Ben Blair - Page 174/187

Again there was a pause, so long that Scotty expected unqualified refusal: and again he was disappointed. Without a word, the girl removed the note from the envelope and passed it over to him.

Scotty read it and returned the sheet.

"You haven't written an answer yet, I judge?"

"No."

The Englishman's fingers were tapping nervously on the edge of the chair-seat.

"I wish you to decline, then."

The childish expression left the girl's eyes, the listlessness left her attitude.

"Why, if I may ask?" A challenge was in the query.

Scotty arose, and for a half-minute walked back and forth across the disordered room. At last he stopped, facing his daughter.

"The reason, first of all, is that I do not like this man Sidwell in any particular. If you respect my wishes you will have nothing to do with him or with any of his class in future. The second reason is that it is high time some one was watching the kind of affairs you attend." The speaker looked down on the girl sternly. "I think it unnecessary to suggest that neither of us desires a repetition of last night's experience."

Of a sudden, her face very red, Florence was likewise upon her feet. In the irony of circumstances, Sidwell could not have had a more powerful ally. Her decision was instantly formed.

"I quite agree with you about the incident of last evening," she flamed. "As to who shall be my associates, and where I shall go, however, I am of age--" and she started to leave the room.
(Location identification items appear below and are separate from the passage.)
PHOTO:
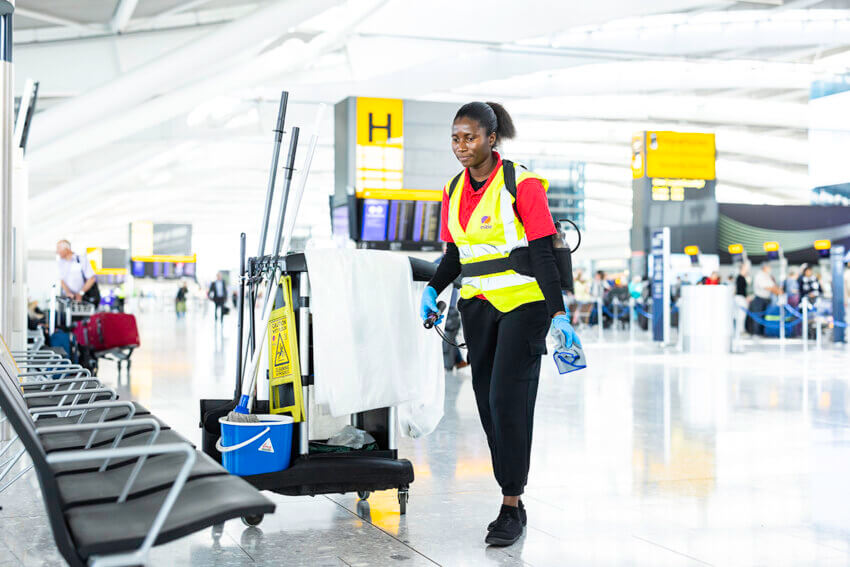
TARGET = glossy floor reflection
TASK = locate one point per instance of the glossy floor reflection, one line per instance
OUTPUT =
(649, 457)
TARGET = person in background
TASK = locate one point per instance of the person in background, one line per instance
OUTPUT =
(792, 289)
(676, 290)
(581, 293)
(635, 287)
(180, 300)
(763, 287)
(76, 274)
(809, 285)
(599, 286)
(35, 316)
(218, 295)
(847, 284)
(741, 300)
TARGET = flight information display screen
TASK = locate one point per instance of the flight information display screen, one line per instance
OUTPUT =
(396, 221)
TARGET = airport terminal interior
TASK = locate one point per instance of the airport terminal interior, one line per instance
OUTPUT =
(390, 283)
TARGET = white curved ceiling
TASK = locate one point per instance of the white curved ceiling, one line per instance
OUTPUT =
(163, 109)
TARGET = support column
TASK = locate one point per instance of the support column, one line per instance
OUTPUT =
(7, 119)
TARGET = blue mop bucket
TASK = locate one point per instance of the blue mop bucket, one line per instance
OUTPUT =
(256, 448)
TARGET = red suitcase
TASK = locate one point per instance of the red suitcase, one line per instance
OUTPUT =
(108, 330)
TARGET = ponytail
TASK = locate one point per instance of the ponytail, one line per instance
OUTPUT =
(492, 116)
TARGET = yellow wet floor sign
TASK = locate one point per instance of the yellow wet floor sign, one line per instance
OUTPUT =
(284, 369)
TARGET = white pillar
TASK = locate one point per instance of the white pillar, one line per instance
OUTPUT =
(7, 118)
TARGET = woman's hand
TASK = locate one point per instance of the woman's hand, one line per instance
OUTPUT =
(563, 331)
(429, 304)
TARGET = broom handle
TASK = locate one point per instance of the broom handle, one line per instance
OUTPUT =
(248, 387)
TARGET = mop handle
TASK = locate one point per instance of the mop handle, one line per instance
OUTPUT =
(302, 180)
(278, 137)
(247, 399)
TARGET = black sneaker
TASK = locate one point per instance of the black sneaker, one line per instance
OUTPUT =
(522, 516)
(508, 528)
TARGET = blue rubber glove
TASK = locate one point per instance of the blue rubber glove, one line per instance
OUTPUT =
(562, 328)
(429, 304)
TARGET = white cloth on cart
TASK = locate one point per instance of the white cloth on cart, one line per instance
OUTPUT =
(369, 347)
(421, 416)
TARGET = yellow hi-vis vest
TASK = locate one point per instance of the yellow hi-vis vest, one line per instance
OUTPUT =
(493, 231)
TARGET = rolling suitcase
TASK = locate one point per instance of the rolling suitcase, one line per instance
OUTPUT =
(108, 330)
(771, 315)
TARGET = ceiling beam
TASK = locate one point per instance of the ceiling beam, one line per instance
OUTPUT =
(121, 17)
(185, 6)
(57, 20)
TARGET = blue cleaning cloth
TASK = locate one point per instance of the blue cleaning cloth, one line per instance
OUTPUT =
(570, 359)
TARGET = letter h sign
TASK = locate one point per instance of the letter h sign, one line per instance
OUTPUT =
(373, 126)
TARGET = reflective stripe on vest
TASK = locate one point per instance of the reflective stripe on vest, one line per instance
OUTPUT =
(492, 233)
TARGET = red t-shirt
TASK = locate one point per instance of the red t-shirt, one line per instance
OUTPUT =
(532, 206)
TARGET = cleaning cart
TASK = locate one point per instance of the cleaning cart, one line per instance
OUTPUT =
(311, 470)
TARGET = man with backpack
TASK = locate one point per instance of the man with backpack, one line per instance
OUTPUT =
(76, 274)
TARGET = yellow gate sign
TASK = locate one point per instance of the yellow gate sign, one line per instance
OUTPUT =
(284, 369)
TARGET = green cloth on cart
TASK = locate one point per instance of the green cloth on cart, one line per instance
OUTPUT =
(319, 447)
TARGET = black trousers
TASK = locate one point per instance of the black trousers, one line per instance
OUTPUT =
(504, 354)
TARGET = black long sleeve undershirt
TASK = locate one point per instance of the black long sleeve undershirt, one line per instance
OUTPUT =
(542, 257)
(448, 270)
(545, 270)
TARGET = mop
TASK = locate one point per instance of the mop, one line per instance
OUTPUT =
(242, 413)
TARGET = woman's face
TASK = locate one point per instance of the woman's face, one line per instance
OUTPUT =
(470, 142)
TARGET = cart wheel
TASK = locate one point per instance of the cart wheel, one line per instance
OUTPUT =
(403, 497)
(218, 530)
(252, 520)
But preventing, Scotty was between her and the door. "Florence,"--his face was very white and his voice trembled,--"we may as well have an understanding now as to defer it. Maybe, as you say, I have no authority over you longer; but at least I can make a request. You know that I love you, that I would not ask anything which was not for your good. Knowing this, won't you at my request cease going with this man? Won't you refuse his invitation for to-night?"

Nearer than ever before in his life was the Englishman at that moment to grasping the secret of control of this child of many moods. Had he but learned it a few years, even a few months, sooner--But again was the satire of fate manifest, the same irony which, jealously withholding the rewards of labor, keeps the student at his desk, the laborer at his bench, until the worse than useless prizes flutter about like Autumn leaves.

For a moment following Scotty's request there was absolute silence and inaction; then, with a little appealing movement, the girl came close to him.